Written by: Karen Lo

lunch lady

2 Comments

Renee F. October 26, 2019
I make my own extract by infusing Canton ginger liqueur with a few green cardamon and vanilla pods in an old airline size Canton bottle. I haven’t got to the end of the bottle since 2007/8 because I keep dropping in more Canton and vanilla. The old soused vanilla gets removed after a few years and used in whatever calls to me...
 
judy October 23, 2019
I would never have thought of rinsing out my vanilla bottles as she suggests. Great Idea. I have tried all kinds of vanilla, and have settled primarily on Nielson-Massey Madagascar vanilla as my go to. I buy it in 32oz bottles. Takes me about a year to use up. I have strayed some to beans and paste. I do like the paste. I also have a Mexican origin vanilla in the back of my pantry. about 2 years ago the price shot up.
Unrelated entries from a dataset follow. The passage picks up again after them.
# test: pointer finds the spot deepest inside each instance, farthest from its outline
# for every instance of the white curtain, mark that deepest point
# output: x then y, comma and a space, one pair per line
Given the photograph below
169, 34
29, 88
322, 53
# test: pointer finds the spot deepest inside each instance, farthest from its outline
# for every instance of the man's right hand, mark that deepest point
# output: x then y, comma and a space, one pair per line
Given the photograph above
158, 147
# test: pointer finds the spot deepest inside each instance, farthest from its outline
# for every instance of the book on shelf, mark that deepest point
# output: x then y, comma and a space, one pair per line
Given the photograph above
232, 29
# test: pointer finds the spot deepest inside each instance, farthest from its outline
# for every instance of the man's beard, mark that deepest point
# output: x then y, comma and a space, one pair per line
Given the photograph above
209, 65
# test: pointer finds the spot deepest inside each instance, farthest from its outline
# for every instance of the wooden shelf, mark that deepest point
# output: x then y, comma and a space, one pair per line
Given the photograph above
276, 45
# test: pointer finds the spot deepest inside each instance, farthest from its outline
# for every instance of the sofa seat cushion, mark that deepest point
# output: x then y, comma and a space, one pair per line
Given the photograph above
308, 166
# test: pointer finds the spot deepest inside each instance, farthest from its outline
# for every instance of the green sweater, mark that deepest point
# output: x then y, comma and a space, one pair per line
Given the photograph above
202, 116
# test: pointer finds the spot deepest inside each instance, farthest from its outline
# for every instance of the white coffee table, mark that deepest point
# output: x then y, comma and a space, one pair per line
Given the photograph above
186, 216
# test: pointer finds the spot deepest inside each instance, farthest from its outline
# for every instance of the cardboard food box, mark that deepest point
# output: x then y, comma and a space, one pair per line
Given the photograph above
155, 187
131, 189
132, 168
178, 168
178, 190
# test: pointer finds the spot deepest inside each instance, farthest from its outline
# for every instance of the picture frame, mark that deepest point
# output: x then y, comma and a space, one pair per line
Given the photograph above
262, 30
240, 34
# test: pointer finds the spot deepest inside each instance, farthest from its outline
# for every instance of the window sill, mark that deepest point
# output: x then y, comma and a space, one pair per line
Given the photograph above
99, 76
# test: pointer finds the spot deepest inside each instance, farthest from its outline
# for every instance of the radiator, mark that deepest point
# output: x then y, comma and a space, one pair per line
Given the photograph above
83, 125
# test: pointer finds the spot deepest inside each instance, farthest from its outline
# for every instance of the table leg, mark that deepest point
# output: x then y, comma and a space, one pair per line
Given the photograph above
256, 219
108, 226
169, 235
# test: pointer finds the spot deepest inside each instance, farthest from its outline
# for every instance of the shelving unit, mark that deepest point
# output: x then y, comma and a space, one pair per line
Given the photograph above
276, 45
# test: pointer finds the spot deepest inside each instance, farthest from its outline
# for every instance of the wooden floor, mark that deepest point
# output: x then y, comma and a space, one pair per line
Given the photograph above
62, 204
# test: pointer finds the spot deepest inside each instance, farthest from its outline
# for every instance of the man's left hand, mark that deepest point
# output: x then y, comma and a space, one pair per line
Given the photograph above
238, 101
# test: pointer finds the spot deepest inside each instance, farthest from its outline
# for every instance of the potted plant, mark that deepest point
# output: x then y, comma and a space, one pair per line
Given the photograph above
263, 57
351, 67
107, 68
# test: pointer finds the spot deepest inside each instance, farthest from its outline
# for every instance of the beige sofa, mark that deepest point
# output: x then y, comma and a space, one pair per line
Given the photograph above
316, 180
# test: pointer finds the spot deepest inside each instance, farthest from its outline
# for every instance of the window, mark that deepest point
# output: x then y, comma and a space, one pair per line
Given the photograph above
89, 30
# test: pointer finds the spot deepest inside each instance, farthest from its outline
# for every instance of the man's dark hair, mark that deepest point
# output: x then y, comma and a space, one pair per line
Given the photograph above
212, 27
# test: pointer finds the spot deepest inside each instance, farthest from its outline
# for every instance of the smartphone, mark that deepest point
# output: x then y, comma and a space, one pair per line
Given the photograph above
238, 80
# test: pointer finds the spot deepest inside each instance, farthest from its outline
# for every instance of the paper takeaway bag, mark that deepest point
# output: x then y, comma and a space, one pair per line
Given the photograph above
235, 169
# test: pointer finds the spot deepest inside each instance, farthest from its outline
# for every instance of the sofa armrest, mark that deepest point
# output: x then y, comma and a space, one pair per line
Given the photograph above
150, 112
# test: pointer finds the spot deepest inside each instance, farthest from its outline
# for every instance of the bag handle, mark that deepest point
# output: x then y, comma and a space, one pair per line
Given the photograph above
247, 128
I went on a jag, when I noticed this and bought several bottles and the cheaper rate of about $39 per bottle. then is shot up (sick vanilla beans and shortages). I bought about 8 bottles at $79 and have been hoarding them, though I have given some away. I have never been a fan of Watkins, though I used it growing up and well into early adult hood as that was all I knew. When I began to branch out, I found that there were many other versions that were much more palatable for me. I don't care for artificial and will not use white, as I think it gives an off flavor. Taste is so much a personal preference. So, if I ever do make frosting ---whichis rare, as I do not care for them, they are tinged and never completely white-- but they are delicious. Articles like this are fun to read. Thank you.